It’s important to think about RPOs and RTOs, especially when writing your SLAs or “Service Level Agreements” for customers to assure your data recovery methods will match their expectations.  Why and how does RPO affect RTO and vice-versa?  Is one more important than the other?  Does one cost more?  Can I have the best levels of both?  Read on…

RPO – Recovery Point Objective 

RPO represents the point or time that you want to recover your data from.  The gap between RPO and current time is how much data you are willing to lose from an elapsed time perspective.  For example if your RPO is 15 minutes, you are willing to lose up to 15 minutes of data.  This means you will need a method to backup or replicate your data every 15 minutes.  A more common backup RPO might be each night or “from midnight”.  This may be a less desirable RPO, but could help a lot with improving RTO. 

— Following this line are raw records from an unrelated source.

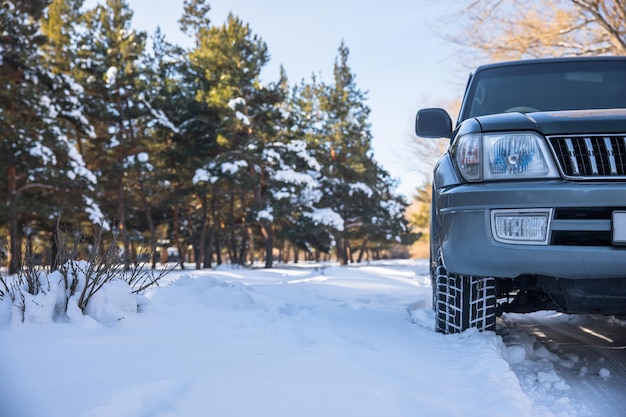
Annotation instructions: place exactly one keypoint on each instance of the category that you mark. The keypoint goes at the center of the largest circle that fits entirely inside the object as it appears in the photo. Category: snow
(297, 340)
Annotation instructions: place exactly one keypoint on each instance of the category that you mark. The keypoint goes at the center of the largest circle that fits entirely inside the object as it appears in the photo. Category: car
(529, 200)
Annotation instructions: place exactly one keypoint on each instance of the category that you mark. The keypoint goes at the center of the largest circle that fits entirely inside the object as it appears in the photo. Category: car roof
(548, 60)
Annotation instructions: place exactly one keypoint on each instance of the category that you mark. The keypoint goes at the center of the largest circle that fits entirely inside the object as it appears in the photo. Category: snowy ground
(297, 340)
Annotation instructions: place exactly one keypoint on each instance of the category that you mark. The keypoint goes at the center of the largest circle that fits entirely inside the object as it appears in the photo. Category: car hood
(558, 122)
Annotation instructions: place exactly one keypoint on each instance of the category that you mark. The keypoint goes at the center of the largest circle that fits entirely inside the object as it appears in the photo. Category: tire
(461, 302)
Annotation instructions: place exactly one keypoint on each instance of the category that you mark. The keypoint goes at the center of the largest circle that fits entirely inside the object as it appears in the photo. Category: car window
(565, 85)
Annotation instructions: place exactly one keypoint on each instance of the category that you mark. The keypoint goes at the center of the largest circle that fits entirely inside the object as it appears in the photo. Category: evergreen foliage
(103, 126)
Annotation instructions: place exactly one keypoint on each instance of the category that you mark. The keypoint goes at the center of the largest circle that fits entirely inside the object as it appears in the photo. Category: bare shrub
(76, 281)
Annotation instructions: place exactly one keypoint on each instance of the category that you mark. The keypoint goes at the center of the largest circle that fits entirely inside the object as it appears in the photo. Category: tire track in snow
(589, 355)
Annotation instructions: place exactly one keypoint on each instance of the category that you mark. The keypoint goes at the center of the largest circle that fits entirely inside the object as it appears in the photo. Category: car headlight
(503, 156)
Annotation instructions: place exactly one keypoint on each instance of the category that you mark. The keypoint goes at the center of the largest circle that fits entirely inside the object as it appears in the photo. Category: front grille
(590, 156)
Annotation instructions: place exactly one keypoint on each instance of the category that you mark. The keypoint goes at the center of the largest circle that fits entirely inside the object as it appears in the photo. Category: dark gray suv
(529, 201)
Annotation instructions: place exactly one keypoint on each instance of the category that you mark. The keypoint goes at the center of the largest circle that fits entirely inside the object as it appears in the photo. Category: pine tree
(247, 118)
(43, 174)
(110, 53)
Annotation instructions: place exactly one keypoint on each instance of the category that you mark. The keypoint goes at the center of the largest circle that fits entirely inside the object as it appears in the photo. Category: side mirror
(433, 123)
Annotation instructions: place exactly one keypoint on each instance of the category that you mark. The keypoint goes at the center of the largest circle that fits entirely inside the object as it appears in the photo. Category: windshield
(547, 86)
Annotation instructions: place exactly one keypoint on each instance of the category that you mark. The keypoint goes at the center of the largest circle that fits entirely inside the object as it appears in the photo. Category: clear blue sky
(396, 53)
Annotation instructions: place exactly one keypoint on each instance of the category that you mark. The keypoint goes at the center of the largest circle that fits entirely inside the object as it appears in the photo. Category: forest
(113, 134)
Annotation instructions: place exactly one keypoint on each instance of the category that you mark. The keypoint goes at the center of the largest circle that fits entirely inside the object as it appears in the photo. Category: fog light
(527, 227)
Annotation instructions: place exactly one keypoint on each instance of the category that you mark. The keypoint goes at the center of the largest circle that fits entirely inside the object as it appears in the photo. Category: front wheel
(461, 301)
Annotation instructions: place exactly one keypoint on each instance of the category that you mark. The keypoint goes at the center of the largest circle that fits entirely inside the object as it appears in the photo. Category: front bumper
(574, 249)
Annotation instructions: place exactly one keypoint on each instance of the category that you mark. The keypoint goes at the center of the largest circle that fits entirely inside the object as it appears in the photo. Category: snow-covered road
(582, 361)
(302, 340)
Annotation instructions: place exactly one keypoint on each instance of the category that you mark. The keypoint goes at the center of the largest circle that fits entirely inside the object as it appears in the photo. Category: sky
(397, 53)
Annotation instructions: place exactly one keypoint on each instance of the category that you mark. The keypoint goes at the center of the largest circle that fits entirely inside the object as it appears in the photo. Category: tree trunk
(14, 239)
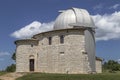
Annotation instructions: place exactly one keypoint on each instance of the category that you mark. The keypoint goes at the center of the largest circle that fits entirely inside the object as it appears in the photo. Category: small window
(61, 53)
(61, 39)
(50, 40)
(32, 45)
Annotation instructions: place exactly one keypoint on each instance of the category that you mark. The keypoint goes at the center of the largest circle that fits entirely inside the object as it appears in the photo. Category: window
(61, 39)
(50, 40)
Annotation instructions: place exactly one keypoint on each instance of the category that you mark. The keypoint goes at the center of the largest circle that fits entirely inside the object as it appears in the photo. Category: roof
(73, 17)
(26, 40)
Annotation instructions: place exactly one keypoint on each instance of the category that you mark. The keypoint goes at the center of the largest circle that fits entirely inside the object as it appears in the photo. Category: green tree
(14, 56)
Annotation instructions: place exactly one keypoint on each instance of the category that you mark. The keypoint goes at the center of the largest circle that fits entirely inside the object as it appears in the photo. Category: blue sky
(17, 17)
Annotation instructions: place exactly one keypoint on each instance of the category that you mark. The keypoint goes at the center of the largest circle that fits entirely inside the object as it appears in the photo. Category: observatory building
(68, 48)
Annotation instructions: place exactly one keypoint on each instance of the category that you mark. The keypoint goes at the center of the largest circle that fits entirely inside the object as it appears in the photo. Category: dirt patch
(11, 76)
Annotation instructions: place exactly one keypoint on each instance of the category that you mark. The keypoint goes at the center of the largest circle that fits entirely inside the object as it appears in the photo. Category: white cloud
(4, 54)
(31, 29)
(114, 6)
(1, 59)
(108, 26)
(99, 6)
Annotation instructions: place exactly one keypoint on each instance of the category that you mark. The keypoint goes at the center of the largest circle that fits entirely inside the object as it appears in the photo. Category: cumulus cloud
(31, 29)
(108, 26)
(115, 6)
(4, 54)
(99, 6)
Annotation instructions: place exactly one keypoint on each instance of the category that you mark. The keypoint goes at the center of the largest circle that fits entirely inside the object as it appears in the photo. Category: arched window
(61, 39)
(50, 40)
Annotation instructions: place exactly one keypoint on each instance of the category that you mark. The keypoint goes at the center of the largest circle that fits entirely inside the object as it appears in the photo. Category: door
(31, 61)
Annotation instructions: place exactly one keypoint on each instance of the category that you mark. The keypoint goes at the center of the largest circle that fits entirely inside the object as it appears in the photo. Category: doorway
(31, 64)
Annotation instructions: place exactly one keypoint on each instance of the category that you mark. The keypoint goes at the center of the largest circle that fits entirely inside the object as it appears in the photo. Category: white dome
(73, 17)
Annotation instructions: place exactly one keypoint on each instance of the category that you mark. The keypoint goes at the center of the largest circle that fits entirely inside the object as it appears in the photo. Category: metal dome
(73, 17)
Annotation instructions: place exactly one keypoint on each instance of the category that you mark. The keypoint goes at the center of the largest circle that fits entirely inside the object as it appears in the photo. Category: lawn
(2, 73)
(45, 76)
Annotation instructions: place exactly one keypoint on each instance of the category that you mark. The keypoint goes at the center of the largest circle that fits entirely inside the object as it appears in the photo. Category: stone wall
(68, 57)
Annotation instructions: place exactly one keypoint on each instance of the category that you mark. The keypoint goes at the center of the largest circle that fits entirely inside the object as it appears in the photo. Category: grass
(2, 73)
(46, 76)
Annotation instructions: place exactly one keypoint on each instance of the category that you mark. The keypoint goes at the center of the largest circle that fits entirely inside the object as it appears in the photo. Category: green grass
(2, 73)
(45, 76)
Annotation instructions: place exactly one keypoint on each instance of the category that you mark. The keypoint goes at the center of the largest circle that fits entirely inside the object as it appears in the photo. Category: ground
(11, 76)
(47, 76)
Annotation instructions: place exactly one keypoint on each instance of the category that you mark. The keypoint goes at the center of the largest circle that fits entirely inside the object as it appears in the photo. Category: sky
(20, 19)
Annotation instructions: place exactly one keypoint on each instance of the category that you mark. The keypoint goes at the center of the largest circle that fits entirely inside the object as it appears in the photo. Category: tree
(12, 67)
(14, 56)
(111, 65)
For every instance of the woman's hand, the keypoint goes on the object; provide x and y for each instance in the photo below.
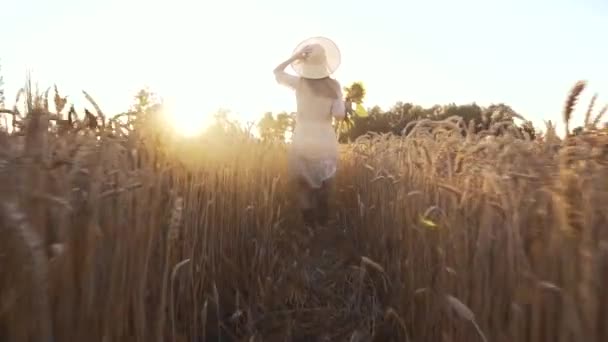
(298, 56)
(302, 54)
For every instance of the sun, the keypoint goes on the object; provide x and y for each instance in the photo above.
(188, 118)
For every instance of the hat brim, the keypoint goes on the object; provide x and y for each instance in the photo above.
(332, 54)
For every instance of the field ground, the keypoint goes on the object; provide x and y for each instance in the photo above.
(437, 236)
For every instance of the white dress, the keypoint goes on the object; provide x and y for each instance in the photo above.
(314, 146)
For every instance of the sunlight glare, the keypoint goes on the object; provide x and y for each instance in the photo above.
(188, 119)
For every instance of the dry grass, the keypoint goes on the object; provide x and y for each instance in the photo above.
(437, 236)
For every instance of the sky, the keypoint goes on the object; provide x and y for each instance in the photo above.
(205, 55)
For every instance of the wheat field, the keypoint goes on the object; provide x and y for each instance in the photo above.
(122, 232)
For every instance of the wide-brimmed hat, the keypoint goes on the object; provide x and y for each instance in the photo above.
(323, 60)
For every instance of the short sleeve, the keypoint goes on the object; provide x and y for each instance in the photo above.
(286, 79)
(338, 107)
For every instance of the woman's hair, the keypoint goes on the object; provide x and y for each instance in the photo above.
(323, 87)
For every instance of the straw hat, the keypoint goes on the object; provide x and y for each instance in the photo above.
(323, 60)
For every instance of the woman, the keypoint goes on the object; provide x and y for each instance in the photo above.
(314, 149)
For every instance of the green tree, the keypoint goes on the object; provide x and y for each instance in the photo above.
(273, 128)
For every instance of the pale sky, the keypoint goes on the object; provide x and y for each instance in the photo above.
(203, 55)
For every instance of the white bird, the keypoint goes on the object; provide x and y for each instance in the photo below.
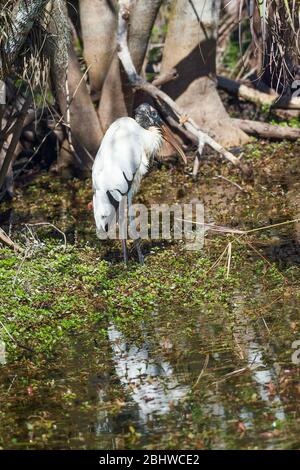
(123, 159)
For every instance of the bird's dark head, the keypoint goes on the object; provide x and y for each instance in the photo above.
(146, 116)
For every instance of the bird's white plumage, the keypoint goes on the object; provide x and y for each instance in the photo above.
(122, 160)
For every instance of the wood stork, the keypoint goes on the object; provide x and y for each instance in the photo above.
(123, 159)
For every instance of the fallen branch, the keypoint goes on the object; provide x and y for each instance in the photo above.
(268, 131)
(8, 242)
(162, 98)
(255, 96)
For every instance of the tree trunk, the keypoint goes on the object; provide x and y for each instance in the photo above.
(98, 24)
(191, 48)
(84, 124)
(117, 95)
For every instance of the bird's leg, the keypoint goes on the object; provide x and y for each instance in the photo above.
(124, 246)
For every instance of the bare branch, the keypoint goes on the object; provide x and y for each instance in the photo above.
(162, 98)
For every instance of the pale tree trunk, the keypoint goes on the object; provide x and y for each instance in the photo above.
(84, 124)
(117, 95)
(191, 49)
(98, 25)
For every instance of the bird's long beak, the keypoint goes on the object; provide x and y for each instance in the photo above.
(169, 137)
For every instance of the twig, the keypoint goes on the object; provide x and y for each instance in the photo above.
(14, 141)
(202, 371)
(162, 98)
(53, 226)
(14, 340)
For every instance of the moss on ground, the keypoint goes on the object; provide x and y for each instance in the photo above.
(54, 295)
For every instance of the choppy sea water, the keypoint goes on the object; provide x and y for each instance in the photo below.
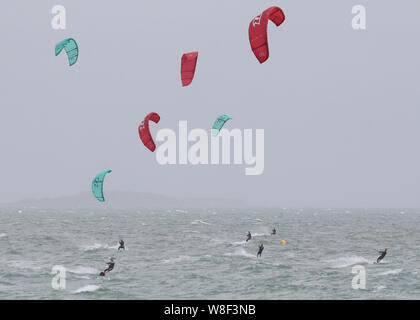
(202, 254)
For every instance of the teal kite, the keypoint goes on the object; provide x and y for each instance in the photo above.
(219, 123)
(97, 185)
(71, 48)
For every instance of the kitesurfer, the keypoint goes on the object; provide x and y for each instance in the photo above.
(248, 236)
(111, 265)
(121, 245)
(382, 255)
(260, 249)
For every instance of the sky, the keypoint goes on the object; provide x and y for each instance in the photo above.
(339, 107)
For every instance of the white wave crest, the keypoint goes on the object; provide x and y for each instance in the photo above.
(88, 288)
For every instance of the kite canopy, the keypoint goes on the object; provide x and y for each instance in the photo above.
(71, 48)
(219, 123)
(97, 185)
(144, 131)
(258, 31)
(188, 63)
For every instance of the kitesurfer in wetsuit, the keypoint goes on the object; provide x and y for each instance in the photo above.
(382, 255)
(260, 249)
(110, 264)
(249, 236)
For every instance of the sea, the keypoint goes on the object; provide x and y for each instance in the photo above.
(183, 254)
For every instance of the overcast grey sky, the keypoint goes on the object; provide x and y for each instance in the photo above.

RTO – Recovery Time Objective

RTO is how much time it takes to achieve the recovery and meet the RPO.  In real-time replication scenarios or continuous protection servers, the RPO is great (1 minute or less) but it may take longer to restore from it.  Why?  Because the backup or replication technology is not quiescing the data or waiting for idle time since that would undermine its RPO.  As a result you may have very recent data, but it may be corrupt or in a unrestorable state.  This means it will take longer to recover and fix these problems, and you will have a longer RTO.

Cost

Let’s not forget the third factor – COST.  For a price, you can have a good RPO and RTO.  The more money you spend, the better the technology gets.  However if a file is always open and being changed, its very difficult to get a stable version of that file, but you can get really close.  Database mirroring is one flavor, and although it’s built into the database products, to get it to work well with a short RTO you need to run in HA (high-availability) mode, which over a WAN means spending big bucks for fast, redundant WAN links.

The best way is to achieve short RTOs with traditional backups, snapshots, copies, during a quiet time and add a near-time replication solution for your most critical data.